遅れて参加したジャーナリストの三宅勝久さんも、「少なくも、明治の時代は、政府も国民も、一等国家になるように、少しでもよくなるようにという思いがあった」という趣旨の発言をしたが、そのとおりだと思う。
明治維新、植民地化を逃れ、少しでも近代化し憲法を制定し議会を開設し、教育システム、産業育成、軍隊の設置・・と制度を整えて、「一等国家」にし、不平等条約を撤廃させようと努力し、すこしでもよくしようという前向きのエネルギーがあったことは間違いない。
もちろん、急速な近代化の弊害もあった。維新前の古い日本はダメとされ、伝統をないがしろにし西欧文明を強引に取り入れていささか無理な近代化をしたために、歪み、その反動で軍国主義をエスカレートさせて崩壊いいたったのは周知のとおり。

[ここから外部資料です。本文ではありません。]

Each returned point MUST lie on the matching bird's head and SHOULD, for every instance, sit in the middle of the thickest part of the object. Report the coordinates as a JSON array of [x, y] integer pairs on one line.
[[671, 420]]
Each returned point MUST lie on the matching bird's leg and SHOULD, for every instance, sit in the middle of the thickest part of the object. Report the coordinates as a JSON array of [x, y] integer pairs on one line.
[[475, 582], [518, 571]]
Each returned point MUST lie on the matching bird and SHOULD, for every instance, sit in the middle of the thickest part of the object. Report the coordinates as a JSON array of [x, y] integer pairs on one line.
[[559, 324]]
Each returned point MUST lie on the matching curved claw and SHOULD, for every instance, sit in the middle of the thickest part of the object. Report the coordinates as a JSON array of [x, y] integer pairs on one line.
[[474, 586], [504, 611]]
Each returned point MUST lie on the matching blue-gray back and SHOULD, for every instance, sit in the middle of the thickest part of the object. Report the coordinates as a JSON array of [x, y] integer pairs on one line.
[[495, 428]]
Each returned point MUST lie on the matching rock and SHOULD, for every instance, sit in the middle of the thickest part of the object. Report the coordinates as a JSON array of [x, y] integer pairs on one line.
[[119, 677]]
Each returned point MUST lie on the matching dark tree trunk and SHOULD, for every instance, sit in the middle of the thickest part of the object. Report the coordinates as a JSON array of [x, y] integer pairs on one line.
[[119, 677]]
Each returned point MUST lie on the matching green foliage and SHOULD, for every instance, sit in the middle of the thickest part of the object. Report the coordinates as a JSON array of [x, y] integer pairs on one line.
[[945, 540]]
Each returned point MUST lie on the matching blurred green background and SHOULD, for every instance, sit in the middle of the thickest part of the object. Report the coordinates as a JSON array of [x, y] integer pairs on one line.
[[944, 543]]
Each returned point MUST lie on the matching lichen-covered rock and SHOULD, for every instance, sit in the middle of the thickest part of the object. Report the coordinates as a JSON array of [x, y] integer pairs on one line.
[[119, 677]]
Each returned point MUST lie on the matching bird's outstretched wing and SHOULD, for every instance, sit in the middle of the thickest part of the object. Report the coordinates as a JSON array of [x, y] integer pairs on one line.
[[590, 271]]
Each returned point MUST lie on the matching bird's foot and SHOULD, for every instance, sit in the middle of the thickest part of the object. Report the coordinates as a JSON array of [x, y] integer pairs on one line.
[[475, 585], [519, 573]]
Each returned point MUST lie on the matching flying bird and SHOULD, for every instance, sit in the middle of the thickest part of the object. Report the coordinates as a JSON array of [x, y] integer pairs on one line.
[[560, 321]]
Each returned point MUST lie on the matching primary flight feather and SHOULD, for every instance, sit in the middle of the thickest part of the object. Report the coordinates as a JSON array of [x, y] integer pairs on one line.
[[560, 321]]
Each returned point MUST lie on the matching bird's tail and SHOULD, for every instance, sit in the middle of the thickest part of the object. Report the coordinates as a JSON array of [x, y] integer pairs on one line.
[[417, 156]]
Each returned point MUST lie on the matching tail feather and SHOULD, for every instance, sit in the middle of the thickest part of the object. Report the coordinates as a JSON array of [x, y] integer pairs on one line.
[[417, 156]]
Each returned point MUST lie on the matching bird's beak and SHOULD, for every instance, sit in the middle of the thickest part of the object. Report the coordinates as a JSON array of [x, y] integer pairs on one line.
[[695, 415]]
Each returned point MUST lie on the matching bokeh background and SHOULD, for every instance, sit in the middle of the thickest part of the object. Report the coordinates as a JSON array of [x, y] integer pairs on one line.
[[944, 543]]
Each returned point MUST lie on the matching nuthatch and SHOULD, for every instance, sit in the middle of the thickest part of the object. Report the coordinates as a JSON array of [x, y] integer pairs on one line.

ところが、自民党の改憲草案は、少しでも国をよくし国民の生活と幸福を守ろうというものがゼロだ。
それどころか、永久不可侵の基本的人権をはく奪し[現行憲法97条を削除)、結社・集会・言論・出版の自由などを定めた現行憲法21条を、「公益、公の秩序」を乱すものは認めらないとしている。
その他の自由や人権も、公益と公の秩序という概念を持ち出して自由を制限んしている。さんざん国民の自由と人権を奪った憲法を国民に対して守る義務を課している。
権力がフリーハンドに何でもでき、国民はそれに従う。逆らったら弾圧するという文言がずっと並んでいる。こんなものは憲法ではない。よりよい社会や国を目指すという気概がゼロの恐怖政治にほかならない。
もちろん、19世紀に制定された明治憲法と21世紀の自民党改憲草案では違うから、まるっきり大日本帝国憲法みたいだ、などというつもりはないが、底流に流れる”姿勢”が明治憲法以下だと私は感じる。
まともな人が読めば、自民党憲法改正草案はクーデター宣言であり、こんなものを憲法にしたら世界の笑いものになるであろうことは、容易に想像がつく。
問題点をひた隠しにし、ここまで自民党を増長させた大マスコミの罪は大きい。